1847: American Medical Association adopts a code of ethics, including the “sacred duty” to avoid disclosures that would discourage or depress the patient.

Drug Importation Act requires U.S. Customs Service to inspect all medications entering U.S. ports for quality, purity, and fitness for medical purposes.

1849: In “Physician and Patient,” Worthington Hooker discusses the doctor-patient relationship, writing that “the good, which may be done by deception in a few cases, is almost as nothing, compared with the evil which it does in many cases.”

1851: American Pharmaceutical Association founded, later renamed the American Pharmacists Association.

1852: Physician Marion Sims, the “father of gynecology,” reports in the Journal of the American Medical Sciences that on his thirtieth attempt with slave women – probably without their informed consent and perhaps without their consent at all – he successfully repaired a vesicovaginal fistula (without anesthesia).

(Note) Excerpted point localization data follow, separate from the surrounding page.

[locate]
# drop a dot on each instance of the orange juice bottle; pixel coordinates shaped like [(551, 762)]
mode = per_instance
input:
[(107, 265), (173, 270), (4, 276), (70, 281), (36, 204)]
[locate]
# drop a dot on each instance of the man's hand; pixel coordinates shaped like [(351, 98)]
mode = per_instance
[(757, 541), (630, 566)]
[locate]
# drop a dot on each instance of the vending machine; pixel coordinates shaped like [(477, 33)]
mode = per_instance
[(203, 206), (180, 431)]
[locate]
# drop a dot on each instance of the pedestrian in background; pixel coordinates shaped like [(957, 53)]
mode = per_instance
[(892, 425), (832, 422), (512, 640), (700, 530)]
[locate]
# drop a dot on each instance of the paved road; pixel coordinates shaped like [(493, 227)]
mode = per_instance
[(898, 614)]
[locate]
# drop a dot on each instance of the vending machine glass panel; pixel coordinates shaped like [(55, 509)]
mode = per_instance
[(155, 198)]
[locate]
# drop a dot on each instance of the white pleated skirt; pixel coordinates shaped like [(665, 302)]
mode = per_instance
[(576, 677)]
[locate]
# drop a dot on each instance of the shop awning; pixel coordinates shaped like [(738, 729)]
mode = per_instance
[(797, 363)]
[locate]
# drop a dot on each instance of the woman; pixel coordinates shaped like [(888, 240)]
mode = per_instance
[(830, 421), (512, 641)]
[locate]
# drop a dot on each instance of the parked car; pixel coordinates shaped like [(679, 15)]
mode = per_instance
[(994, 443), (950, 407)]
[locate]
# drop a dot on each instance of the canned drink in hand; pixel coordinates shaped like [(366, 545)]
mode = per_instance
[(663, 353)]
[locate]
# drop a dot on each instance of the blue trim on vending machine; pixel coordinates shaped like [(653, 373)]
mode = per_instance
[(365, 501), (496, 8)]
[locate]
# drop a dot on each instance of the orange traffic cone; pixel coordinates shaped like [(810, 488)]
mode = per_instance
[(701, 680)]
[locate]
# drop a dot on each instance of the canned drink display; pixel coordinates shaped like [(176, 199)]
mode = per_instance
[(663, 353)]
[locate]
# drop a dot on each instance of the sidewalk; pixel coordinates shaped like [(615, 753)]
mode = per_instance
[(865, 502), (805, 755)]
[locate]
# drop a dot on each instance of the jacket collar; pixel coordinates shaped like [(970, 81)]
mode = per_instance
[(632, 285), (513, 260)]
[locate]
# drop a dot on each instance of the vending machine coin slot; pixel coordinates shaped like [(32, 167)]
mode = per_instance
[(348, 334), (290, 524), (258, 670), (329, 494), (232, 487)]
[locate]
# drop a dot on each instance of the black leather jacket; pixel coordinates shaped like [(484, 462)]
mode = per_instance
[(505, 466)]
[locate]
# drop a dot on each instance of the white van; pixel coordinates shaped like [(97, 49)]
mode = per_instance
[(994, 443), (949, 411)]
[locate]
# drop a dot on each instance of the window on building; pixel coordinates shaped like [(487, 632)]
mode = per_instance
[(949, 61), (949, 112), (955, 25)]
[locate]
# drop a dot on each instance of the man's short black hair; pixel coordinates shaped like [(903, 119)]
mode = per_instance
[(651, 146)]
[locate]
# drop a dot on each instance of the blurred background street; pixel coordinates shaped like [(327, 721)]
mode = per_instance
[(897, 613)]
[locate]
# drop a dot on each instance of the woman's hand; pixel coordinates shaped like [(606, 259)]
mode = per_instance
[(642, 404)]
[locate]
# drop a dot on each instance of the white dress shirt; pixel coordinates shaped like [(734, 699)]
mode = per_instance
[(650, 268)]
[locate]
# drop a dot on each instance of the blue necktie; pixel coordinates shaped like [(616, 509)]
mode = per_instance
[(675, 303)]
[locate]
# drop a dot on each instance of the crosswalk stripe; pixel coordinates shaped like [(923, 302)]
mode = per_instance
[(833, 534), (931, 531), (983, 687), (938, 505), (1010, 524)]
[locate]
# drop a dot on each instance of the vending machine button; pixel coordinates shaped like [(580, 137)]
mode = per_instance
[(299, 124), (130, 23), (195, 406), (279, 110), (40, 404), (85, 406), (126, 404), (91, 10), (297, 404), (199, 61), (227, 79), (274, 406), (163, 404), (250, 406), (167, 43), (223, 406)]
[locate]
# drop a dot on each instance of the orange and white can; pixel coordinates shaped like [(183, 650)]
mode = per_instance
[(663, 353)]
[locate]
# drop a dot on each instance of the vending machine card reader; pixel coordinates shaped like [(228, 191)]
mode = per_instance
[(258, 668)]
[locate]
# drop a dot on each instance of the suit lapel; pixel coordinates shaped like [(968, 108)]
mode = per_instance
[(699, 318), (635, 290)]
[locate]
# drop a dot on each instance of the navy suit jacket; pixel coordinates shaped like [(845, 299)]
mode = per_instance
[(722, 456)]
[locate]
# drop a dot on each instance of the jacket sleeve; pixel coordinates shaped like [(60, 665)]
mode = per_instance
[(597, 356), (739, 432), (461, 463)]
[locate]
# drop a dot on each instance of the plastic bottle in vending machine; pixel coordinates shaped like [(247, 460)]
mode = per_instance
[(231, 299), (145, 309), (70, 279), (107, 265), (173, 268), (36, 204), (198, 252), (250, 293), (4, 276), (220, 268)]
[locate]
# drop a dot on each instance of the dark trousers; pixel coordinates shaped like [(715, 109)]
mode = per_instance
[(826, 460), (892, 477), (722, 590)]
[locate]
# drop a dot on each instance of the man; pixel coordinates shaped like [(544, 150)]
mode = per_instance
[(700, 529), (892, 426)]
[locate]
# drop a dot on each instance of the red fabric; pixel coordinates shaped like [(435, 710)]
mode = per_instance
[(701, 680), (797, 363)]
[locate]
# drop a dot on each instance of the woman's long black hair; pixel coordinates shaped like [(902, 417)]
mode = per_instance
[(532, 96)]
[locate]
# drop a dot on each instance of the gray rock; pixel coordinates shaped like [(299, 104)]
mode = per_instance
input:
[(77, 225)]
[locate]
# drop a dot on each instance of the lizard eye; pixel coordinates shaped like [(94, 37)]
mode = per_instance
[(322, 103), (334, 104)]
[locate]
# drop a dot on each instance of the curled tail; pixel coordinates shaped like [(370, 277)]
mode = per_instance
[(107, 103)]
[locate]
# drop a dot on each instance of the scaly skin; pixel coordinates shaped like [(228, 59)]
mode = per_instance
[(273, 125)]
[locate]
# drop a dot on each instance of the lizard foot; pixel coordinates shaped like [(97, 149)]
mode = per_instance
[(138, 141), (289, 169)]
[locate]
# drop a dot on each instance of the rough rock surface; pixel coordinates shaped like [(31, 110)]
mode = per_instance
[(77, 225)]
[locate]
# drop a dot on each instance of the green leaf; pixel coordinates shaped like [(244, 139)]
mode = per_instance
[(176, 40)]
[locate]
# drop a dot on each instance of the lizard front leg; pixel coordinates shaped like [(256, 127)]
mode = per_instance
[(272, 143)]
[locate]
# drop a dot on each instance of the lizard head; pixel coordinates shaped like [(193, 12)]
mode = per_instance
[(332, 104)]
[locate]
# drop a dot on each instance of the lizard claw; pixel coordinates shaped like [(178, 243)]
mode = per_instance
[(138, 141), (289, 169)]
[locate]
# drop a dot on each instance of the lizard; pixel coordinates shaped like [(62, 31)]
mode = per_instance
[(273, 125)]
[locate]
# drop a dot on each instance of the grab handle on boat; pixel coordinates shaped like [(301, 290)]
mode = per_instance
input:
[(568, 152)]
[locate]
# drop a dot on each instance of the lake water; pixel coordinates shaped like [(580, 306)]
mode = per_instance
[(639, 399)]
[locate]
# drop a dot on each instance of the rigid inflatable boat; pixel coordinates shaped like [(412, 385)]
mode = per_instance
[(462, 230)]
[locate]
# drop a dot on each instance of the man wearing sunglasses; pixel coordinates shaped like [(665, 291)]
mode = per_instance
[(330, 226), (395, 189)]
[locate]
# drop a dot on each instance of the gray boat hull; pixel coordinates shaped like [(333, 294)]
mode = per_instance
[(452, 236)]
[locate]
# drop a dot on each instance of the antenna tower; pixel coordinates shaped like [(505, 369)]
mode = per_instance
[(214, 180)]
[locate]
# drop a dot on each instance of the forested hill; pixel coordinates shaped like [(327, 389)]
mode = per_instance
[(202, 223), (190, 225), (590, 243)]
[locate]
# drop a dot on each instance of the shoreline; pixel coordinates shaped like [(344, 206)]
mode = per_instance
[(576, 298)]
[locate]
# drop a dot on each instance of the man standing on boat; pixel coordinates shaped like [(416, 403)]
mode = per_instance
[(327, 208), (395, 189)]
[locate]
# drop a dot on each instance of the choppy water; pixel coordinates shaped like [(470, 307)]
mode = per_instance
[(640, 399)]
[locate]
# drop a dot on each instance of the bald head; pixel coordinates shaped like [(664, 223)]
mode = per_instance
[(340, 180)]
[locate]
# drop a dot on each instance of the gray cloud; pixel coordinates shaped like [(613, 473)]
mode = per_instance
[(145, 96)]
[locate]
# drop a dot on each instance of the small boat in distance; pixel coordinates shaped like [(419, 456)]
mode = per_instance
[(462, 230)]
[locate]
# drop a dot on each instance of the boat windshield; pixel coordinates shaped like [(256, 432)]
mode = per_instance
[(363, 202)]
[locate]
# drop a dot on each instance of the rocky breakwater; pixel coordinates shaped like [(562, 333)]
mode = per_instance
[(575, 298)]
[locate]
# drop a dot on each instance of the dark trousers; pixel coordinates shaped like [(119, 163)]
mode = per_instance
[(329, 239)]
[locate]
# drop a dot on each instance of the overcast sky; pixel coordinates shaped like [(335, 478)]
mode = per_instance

1862: President Abraham Lincoln appoints Charles M. Wetherill, a chemist, to the Department of Agriculture, the first step towards formation of the Bureau of Chemistry, predecessor of the Food and Drug Administration.

1865: In “An Introduction to the Study of Human Experimentation,"" French physiologist Claude Bernard states "Never perform an experiment that might be harmful to the patient even though highly advantageous to science or the health of others.”

1866: American Society for the Prevention of Cruelty to Animals is founded.

1868: Pharmacy Act requires testing and registration of persons who dispense drugs such as morphine, cocaine, and barbiturates, but not patent medicines that may contain those drugs.

1871: Court rules in Carpenter v. Blake that the physician must fully inform the patient before departing from standard medical practice.

1875: UK Sale of Food and Drugs Act prohibits sale of drugs not of the proper nature, substance and quality.

1876: Britain passes Cruelty to Animals Act and Animals (Scientific Procedures) Act, protecting animals used in research.

1877: American Humane Association is founded to protect animals and, later, children.

1879: S. Potter and Eugene F. Storke conduct double-blind experiment at the Milwaukee Academy of Medicine, comparing a homeopathic remedy to a sugar pill.

1880: German physician Gerhard Armauer Hansen, co-discoverer of the leprosy bacillus, loses his license to practice medicine after deliberately infecting the eye of a patient with leprosy bacilli.